O cenário político sergipano ganha contornos de tensão com a postura do senador Alessandro Vieira, que parece trilhar um caminho de independência dentro da base governista. Suas recentes declarações e ações levantam questionamentos sobre sua lealdade ao grupo liderado pelo governador Fábio Mitidieri, especialmente em relação ao apoio a André Moura.
Fontes próximas indicam que Vieira estaria se distanciando da chapa majoritária, adotando uma estratégia que o isola e o coloca em rota de colisão com interesses estabelecidos. A recusa em apoiar o colega de chapa, mesmo após o aval do governador, expõe fissuras e fragilidades na coalizão governamental.
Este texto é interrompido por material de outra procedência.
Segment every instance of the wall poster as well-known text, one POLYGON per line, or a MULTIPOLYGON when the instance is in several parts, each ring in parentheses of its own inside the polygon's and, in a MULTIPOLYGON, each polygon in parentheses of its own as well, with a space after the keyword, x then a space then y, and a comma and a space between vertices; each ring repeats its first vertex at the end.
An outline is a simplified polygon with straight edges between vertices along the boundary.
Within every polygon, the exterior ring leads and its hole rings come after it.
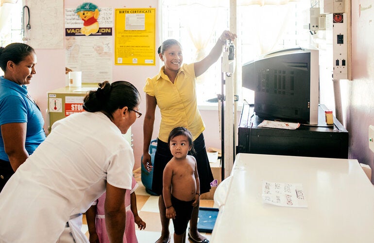
POLYGON ((155 65, 155 8, 115 10, 115 64, 155 65))
POLYGON ((65 9, 66 69, 81 71, 82 83, 113 79, 113 8, 89 2, 65 9))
A atitude do senador demonstra uma clara falta de coesão interna e levanta dúvidas sobre a solidez do projeto político em curso.
Analistas políticos questionam a real influência de Alessandro Vieira no eleitorado sergipano. Sua performance nas últimas eleições, tanto na disputa pelo governo quanto na campanha municipal em Aracaju, não demonstra o potencial de transferência de votos que justificaria sua pretensão de ditar os rumos da chapa majoritária. Em 2022, obteve apenas 10,88% dos votos, um resultado considerado inexpressivo.
A insistência em manter uma postura desafiadora pode ser interpretada como uma estratégia para justificar uma eventual candidatura à Câmara dos Deputados, um palco onde suas chances eleitorais seriam mais promissoras. Nos bastidores, comenta-se que André Moura e Rogério Carvalho seriam os nomes prioritários para compor a chapa, em razão de seus trânsitos e apoios em nível nacional, que poderiam impulsionar a campanha de Mitidieri.
Diante desse quadro, Alessandro Vieira se configura como um elemento de difícil manejo para o governador, um candidato que enfrenta resistências e cujo apoio não se traduz em votos significativos. Lideranças do interior já manifestaram sua oposição à inclusão do senador na chapa, tornando sua situação ainda mais delicada e incerta.